Across the Middle East, Iran and Egypt have the cheapest accommodation, while Turkey, Jordan, Lebanon, and Israel and the Palestinian Territories will cost more.
- Hotels Hotels are everywhere. Even in smaller towns, there'll be a hotel, although choice may be limited. There's everything from artfully converted boutique hotels to Mediterranean resorts.
- Hostels You'll find a handful of hostels in larger towns and cities wherever tourists tend to congregate.
- Kibbutz guesthouses An Israeli speciality, with good locations and atmosphere.
- Camping Camping is possible in some countries, but it would be difficult build a trip around solely staying in campgrounds.
Camping in the Middle East is possible, but stick to officially sanctioned campsites – free camping is fraught with peril and prone to creating misunderstandings: many areas that are military or restricted zones aren’t always marked as such, and erecting a tent on an army firing range won’t be a highlight of your trip. There are official camping grounds in Egypt, Lebanon, Turkey, and Israel and the Palestinian Territories.
There are youth hostels in Egypt, Israel and the Palestinian Territories, and Lebanon. It’s not usually necessary to hold a Hostelling International card to stay at these places, but it will often get you a small discount.
Along what's left of the old İstanbul-to-Cairo traveller route, you'll also find non-HI backpacker hostels, especially in Lebanon, Israel and Egypt. These are often dynamic hubs for travellers, with plenty of information on local attractions.
In hotels at the bottom end of the price scale, rooms are not always clean. In fact, let’s be honest: they can be downright filthy. Very cheap hotels are just dormitories where you’re crammed into a room with whoever else fronts up. The cheapest places are rarely suitable for women travelling alone. In Iran, male-dominated mosaferkhanehs (literally ‘travellers’ houses’) are basic hotels with dorms; expect shared bathrooms, squat toilets and no spoken English.
That said, elsewhere in the region there are some places that stand out, and while they may have no frills, nor do their shared bathrooms give any indication of the good health or otherwise of previous occupants. Some places treat you like a prince even as you pay the price of a pauper.
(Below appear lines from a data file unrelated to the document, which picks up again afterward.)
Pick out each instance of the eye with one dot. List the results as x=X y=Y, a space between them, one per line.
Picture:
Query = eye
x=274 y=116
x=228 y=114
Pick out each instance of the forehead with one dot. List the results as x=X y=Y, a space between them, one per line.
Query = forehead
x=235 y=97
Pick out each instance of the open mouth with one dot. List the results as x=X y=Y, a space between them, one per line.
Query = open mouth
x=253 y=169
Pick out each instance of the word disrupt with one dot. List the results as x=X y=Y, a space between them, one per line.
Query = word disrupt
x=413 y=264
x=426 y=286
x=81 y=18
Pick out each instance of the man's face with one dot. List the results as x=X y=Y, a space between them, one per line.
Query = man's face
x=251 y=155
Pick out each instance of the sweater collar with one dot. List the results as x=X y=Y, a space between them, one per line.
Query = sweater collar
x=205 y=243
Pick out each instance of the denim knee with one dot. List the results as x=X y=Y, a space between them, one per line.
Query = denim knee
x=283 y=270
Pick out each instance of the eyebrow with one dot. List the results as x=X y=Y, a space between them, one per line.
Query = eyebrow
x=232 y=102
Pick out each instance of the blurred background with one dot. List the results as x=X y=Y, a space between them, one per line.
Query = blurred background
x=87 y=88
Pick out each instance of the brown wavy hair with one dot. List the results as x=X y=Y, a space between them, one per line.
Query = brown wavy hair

The happy (and most common) medium is usually a room devoid of character, but containing basic, well-maintained facilities.
Midrange rooms have private bathrooms, usually with hot water, fans to stir the air, a bit more space to swing a backpack and (sometimes) TVs promising international satellite channels. These places are found throughout the region, with cities along well-worn traveller routes usually having the widest choice.
Hotels at the top end of the range have clean, self-contained rooms with hot showers and toilets that work all the time, not to mention satellite TV, shampoo and regularly washed towels in the bathrooms, air-con to provide refuge from the Middle Eastern sun and a few luxuries to lift the spirits.
An increasing (and entirely welcome) trend is the proliferation of tastefully designed boutique hotels that make a feature of traditional design.
Capitalising on their beautiful, usually rural locations, quite a few kibbutzim in Israel offer midrange guesthouse accommodation. Often constructed in the socialist era but significantly upgraded since, these establishments allow access to kibbutz facilities (including the swimming pool), have a laid-back vibe and serve deliciously fresh kibbutz-style breakfasts. For details and reservations, check out the Kibbutz Hotels Chain (www.kibbutz.co.il).